I examine my paradoxical and serendipitous relationship to feminism.

To make it plain, the drive behind my feminism has nothing to do with identity politics, at least not in any conventional sense. I'm not an feminist in order to belong anywhere. Nor am I one because I've staked out moral ground that I wish to defend against any other people whatsoever.

The only ground that I wish to defend is that which already lies very far beyond the boundaries of normal civilisation. I stake my life for that, and that alone -- that I have the right to leave normal civilisation and explore its peripheries.

My feminism, it should be clear, is based solely on my affection for the extremes of experience, for without an encounter with these extremes I start to feel as if I were no longer alive.

I defend my right not to be stereotyped -- because that robs me of transcendence, and forces me back within the boundaries of ordinary society to conform to psychologically debilitating norms. To accept the necessity of such a return would turn me into my opposite.

I am a feminist for pragmatic reasons -- because if I let patriarchal men and women get away with routine stereotyping practices that kill the spirit, it will not be too long before that stereotyping is, once more, turned against me.
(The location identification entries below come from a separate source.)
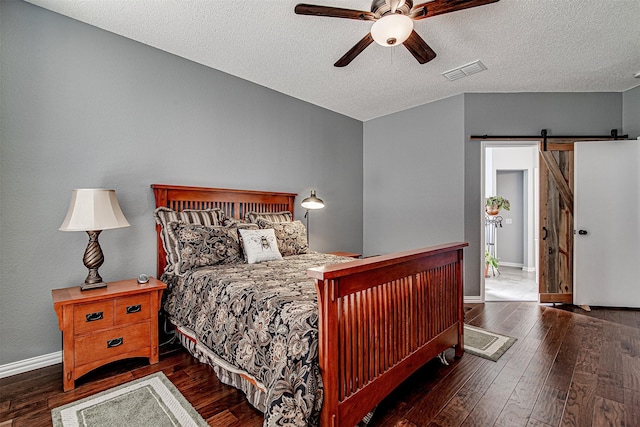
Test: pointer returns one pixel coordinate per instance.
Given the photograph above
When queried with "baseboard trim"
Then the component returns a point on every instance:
(512, 264)
(30, 364)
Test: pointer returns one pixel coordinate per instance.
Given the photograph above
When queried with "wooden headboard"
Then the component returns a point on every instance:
(235, 204)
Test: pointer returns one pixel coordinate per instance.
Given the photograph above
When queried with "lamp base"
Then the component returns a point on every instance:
(88, 286)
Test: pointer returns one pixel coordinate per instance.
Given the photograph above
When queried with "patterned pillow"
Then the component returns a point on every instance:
(164, 216)
(260, 245)
(291, 236)
(284, 216)
(200, 246)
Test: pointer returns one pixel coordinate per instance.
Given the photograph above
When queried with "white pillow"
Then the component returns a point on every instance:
(260, 245)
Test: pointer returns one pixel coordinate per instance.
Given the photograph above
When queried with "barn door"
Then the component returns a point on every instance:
(555, 277)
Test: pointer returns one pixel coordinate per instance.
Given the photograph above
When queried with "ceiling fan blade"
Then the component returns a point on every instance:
(354, 51)
(419, 48)
(439, 7)
(334, 12)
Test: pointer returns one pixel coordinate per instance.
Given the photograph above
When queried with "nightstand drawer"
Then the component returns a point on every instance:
(132, 309)
(92, 316)
(107, 344)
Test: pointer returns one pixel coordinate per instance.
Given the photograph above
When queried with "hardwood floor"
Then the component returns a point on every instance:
(567, 368)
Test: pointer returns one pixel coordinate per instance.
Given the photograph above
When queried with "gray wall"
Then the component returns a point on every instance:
(414, 178)
(522, 114)
(82, 107)
(631, 112)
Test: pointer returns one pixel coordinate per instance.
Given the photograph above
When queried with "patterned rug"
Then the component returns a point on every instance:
(483, 343)
(150, 401)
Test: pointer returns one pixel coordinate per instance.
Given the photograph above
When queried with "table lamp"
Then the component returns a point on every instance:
(93, 210)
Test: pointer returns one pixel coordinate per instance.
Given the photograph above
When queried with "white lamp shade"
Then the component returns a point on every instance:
(312, 202)
(391, 30)
(93, 210)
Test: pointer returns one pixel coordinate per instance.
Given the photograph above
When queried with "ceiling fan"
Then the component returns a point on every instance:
(393, 23)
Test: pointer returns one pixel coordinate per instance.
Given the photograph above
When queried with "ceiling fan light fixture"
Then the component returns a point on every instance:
(391, 30)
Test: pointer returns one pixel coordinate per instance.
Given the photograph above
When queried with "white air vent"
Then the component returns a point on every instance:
(465, 70)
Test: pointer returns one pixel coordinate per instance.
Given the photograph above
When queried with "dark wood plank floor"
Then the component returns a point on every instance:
(568, 367)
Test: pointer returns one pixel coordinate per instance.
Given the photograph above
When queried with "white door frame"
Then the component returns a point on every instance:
(534, 176)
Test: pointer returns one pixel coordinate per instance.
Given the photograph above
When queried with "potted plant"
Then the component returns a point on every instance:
(493, 205)
(489, 261)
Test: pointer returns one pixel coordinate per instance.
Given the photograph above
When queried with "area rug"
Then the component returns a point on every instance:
(483, 343)
(149, 401)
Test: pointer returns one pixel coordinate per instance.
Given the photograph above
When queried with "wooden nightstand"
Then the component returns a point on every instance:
(347, 254)
(100, 326)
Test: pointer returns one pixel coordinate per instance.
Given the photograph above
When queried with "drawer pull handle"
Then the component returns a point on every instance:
(92, 317)
(115, 342)
(134, 309)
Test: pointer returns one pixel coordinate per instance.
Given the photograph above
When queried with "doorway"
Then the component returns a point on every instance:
(510, 170)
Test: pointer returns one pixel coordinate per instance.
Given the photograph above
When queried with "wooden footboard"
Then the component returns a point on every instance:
(382, 318)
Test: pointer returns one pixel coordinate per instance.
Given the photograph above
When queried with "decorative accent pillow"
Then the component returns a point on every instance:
(260, 245)
(200, 246)
(284, 216)
(164, 216)
(291, 236)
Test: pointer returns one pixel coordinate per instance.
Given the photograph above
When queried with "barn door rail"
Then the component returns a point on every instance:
(544, 136)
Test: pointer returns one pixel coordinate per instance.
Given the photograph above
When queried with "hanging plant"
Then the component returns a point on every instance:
(493, 205)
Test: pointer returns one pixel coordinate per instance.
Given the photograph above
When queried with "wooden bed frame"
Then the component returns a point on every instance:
(380, 318)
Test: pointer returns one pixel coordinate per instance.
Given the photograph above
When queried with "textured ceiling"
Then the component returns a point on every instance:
(527, 46)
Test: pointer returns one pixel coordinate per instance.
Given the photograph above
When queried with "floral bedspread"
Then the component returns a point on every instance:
(263, 319)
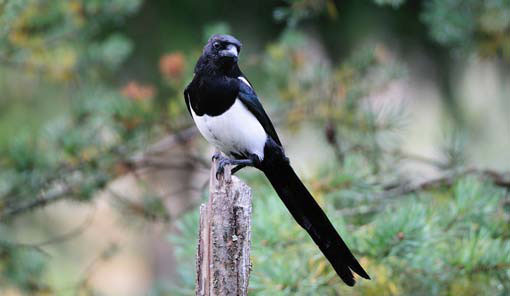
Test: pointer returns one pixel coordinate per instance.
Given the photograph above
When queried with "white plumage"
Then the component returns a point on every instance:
(235, 130)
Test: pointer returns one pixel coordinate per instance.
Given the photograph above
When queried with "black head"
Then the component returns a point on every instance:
(222, 51)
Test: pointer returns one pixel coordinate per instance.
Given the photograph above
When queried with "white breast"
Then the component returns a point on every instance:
(236, 130)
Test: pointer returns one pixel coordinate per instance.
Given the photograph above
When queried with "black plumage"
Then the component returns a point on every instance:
(229, 115)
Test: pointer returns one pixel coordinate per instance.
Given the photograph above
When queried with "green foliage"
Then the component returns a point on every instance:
(463, 25)
(77, 104)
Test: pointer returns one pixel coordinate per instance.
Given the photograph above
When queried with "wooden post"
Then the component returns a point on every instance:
(223, 255)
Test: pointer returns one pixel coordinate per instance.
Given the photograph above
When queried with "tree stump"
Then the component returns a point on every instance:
(223, 255)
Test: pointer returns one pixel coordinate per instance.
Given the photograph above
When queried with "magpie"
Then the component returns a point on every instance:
(229, 115)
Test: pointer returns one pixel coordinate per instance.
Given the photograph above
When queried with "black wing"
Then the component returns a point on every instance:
(186, 98)
(250, 100)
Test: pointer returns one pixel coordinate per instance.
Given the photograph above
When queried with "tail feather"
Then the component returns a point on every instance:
(312, 218)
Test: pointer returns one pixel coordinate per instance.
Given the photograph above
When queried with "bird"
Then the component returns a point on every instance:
(229, 115)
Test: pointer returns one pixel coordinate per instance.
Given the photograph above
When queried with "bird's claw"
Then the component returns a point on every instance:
(216, 155)
(223, 161)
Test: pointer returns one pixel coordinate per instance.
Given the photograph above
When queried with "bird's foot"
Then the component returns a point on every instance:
(222, 162)
(216, 155)
(239, 164)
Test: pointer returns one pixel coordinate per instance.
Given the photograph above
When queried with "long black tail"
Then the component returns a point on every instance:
(310, 216)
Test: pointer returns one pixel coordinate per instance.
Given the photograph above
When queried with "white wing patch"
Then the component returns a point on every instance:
(236, 130)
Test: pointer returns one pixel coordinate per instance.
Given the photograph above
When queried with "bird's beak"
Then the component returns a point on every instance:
(230, 52)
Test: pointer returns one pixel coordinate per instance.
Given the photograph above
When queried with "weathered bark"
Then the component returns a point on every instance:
(223, 255)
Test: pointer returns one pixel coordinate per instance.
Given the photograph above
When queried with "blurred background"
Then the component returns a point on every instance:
(395, 113)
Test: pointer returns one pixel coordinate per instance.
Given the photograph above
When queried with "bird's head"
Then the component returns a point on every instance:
(222, 50)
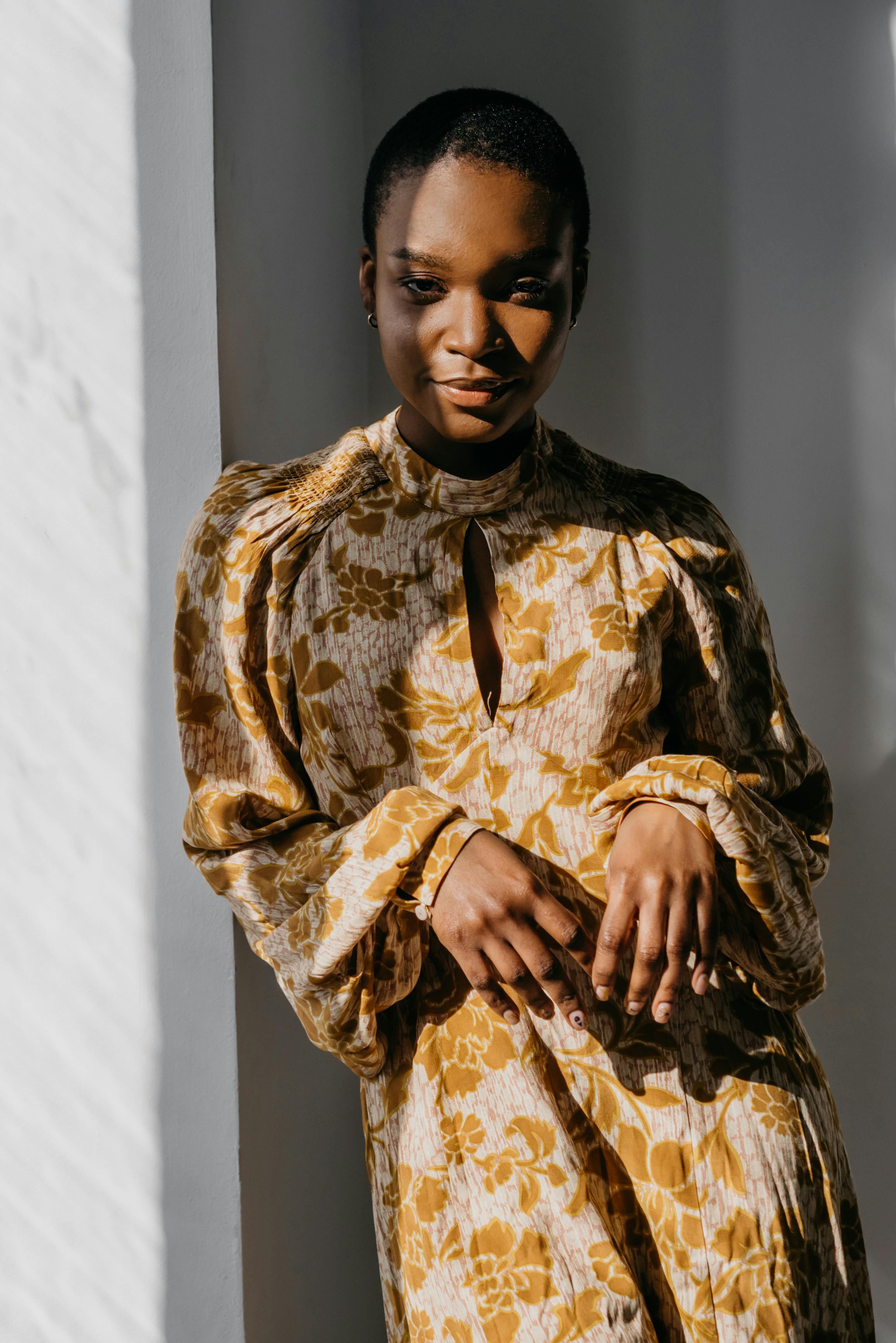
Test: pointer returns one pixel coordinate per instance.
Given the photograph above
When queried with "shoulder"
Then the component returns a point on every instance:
(254, 527)
(303, 495)
(682, 519)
I am a feminist because that is the only way to live with honour.

3 comments:

Murenga said...

Are there any efforts in feminism that attempt to define a full and wholesome world outlook that replaces its opposites, that is robust and not one-sided, that provide society with an all-time ideology of the sexes, that lays to rest the wars between the sexs, etc. In Africa, we have a mixture of societies with some being patrilineal and some being matrilineal. Those that are patrilineal are actually structured matrilineally, e.g., seniority among men in any family are determined matrilineally, which elevates the female gender above that of the male gender (which also applies to African royal families). There seems to be a complex hidden wisdom in African societies, which has the potential to offer unitifying ideology among the sexes and yet modern feminism has not yet tapped into this wisdom(?).

Murenga said...

What you have just said does not align with the choice of the term "feminism". How different if feminism, as you explained it here, to critical theory? Is it just another branch of critical theory?

My own rambling thoughts are .... Some gender roles are naturally determined, like motherhood and fatherhood. All man-made roles are not supposed to be gender-based and hence I personally am not inclined to behave in a gender-oriented manner when performing any man-made role! All men were borne and hence have a natural instinct of tenderness and love towards the female gender unless they have a mental condition that fall within the precincts of insanity!

Jennifer F. Armstrong said...

Yes, there is a critial theory aspect to feminism. Well picked.

Actually the popular use of the term is based on culture wars and connotations that come in that aftermath. It would be unwise to make too much of that. Better to choose an intellectual form of feminism.